Workout Description
28 Minute AMRAP:700m Run5 Hurdle Jumps (24/20 @ 4ft/3ft apart)12 Wall Balls (20/14)
Why This Workout Is Hard
The 28-minute duration creates significant cumulative fatigue across multiple energy systems. The 700m run is substantial cardio stress, hurdle jumps demand explosive power and coordination under fatigue, and wall balls require sustained leg/shoulder endurance. With minimal rest between rounds, this becomes a grinding aerobic challenge where movement quality degrades significantly. The combination of distance, time domain, and continuous work makes this demanding for average athletes.
Training Focus
This workout develops the following fitness attributes:
- Endurance (8/10): A 28-minute AMRAP with continuous running and bodyweight movements creates significant cardiovascular demand and tests aerobic capacity throughout the extended duration.
- Stamina (7/10): High volume potential over 28 minutes will challenge muscular endurance in legs from running and hurdles, plus shoulders from wall balls.
- Power (6/10): Hurdle jumps are explosive hip extension movements, wall balls require power from legs to hips, creating moderate power demands.
- Speed (5/10): AMRAP format encourages steady pacing rather than sprinting, but efficient transitions and movement speed affect total rounds completed.
- Flexibility (4/10): Hurdle jumps require hip and ankle mobility, wall balls need overhead range of motion, running demands basic stride mechanics.
- Strength (3/10): Wall balls provide moderate load demand, while hurdle jumps and running are primarily bodyweight with minimal strength requirements.
Scaling Options
Reduce run to 400-500m. Lower hurdle height to 12-18 inches or substitute 10 box step-ups. Use 14/10 lb wall ball or reduce target height to 9/8 feet. Consider 20-minute time cap for newer athletes. Sub lateral hops over a line for hurdles if mobility is limited.
Scaling Explanation
Scale if you cannot maintain a steady jog for 700m or if hurdle jumps cause knee/ankle pain. Goal is to keep moving for the full 28 minutes with minimal rest. Prioritize consistent movement over speed - this is about building aerobic base, not sprinting.
Intended Stimulus
Long aerobic capacity workout targeting the oxidative energy system over 28 minutes. Primary challenge is pacing and maintaining consistent movement quality under accumulated fatigue. Tests mental resilience and ability to sustain moderate intensity for extended duration.
Coach Insight
Aim for 6-8 rounds total. Run at conversational pace - you should be able to talk during the run. Keep hurdle jumps controlled and rhythmic, step down if needed to preserve legs. Wall balls should be done in 1-2 sets maximum - break at 8-4 or 6-6 if needed. Focus on smooth transitions between movements. The run is your recovery, don't sprint it early and pay later.
Benchmark Notes
This 28-minute AMRAP contains 700m run + 5 hurdle jumps + 12 wall balls per round. I'll analyze each movement and apply fatigue multipliers.

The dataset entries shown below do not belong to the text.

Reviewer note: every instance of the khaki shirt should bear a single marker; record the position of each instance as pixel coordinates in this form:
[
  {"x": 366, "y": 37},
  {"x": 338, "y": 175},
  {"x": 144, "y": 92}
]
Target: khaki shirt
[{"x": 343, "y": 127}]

Movement breakdown per round:
- 700m Run: 2:45-3:30 (165-210 sec) depending on fitness level
- 5 Hurdle Jumps (24/20 @ 4ft apart): 8-12 sec including setup and transitions
- 12 Wall Balls (20/14): 24-36 sec fresh, increasing with fatigue
- Transitions: 10-15 sec total between movements
Round 1 (fresh): 3:30-4:30 per round for average athletes
Rounds 2-3: +10-15% due to accumulated fatigue
Rounds 4-5: +20-25% as running pace degrades and wall ball sets break down
Rounds 6+: +30-40% with significant pacing degradation
Using Cindy (20-min AMRAP) as the closest anchor, where L10 achieves 25-30 rounds, L5 gets 15-18 rounds, and L1 manages 6-8 rounds. However, this workout has much longer rounds (4+ minutes vs 1 minute in Cindy), so the round counts will be proportionally lower.
Elite athletes (L10) can maintain sub-4 minute rounds for most of the workout, completing 6.5-7 rounds. Average athletes (L5) will average 5-6 minute rounds after initial rounds, achieving 4.5-5 rounds. Beginners (L1) will struggle with the running volume and wall ball fatigue, managing 2-3 rounds.
Final targets: L10: 6.8 rounds, L5: 4.8 rounds, L1: 2.5 rounds
Modality Profile
Three movements across all modalities: Run (monostructural cardio), Hurdle Jump (gymnastics bodyweight movement), Wall Ball (weightlifting with external load). Equal distribution with slight emphasis on weightlifting.